The fifth lie, which is being developed today in certain economic and political circles, is that the front will not last long, that it will not leave serious consequences, and that nothing of impact will happen. This is another lie and another mistake. The front has been born to stay, much more than a political party or a coalition of parties. They have no moral, ethical, or democratic limits. The real objective of the front is the replacement, substitution, and destruction of the social order based on Christian foundations. This completes the series of lies that I wanted to highlight. They are enough to confirm the prevalence of lies over truth. Unfortunately, we are running away from the truth as if it were the plague.

Therefore, the most relevant and difficult task of today is to identify and start implementing an alternative to the aforementioned process, the front, and the historical lies from which we are suffering. Such an alternative would be cultural, social, and political in its character. But above all, it would first and foremost require a change in personal attitude. It is the only thing we can affirm, demand, and promote: the urgency of finding an alternative that combats lies and strengthens Spain as a nation.

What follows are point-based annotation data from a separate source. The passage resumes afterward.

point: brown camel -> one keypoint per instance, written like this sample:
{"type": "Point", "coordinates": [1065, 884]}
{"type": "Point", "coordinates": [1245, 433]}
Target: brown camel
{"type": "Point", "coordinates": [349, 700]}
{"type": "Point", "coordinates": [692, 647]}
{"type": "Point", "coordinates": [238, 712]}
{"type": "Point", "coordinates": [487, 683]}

By constantly embracing the lesser evil, we will sooner or later find ourselves facing the greater evil. The cancer of such decisionmaking has been present in Spain for many years and has metastasized. But one must know how to distance oneself from the reverential fear of one’s environment, resignation, and the feeling of defeat. The words of German Chancellor Otto Von Bismark ring truer than ever. They are our reality. The destructive obsessions of nationalist movements are clear. What is needed today is to formulate a project that strengthens Spain in its deepest sense and restores hope to millions of Spaniards.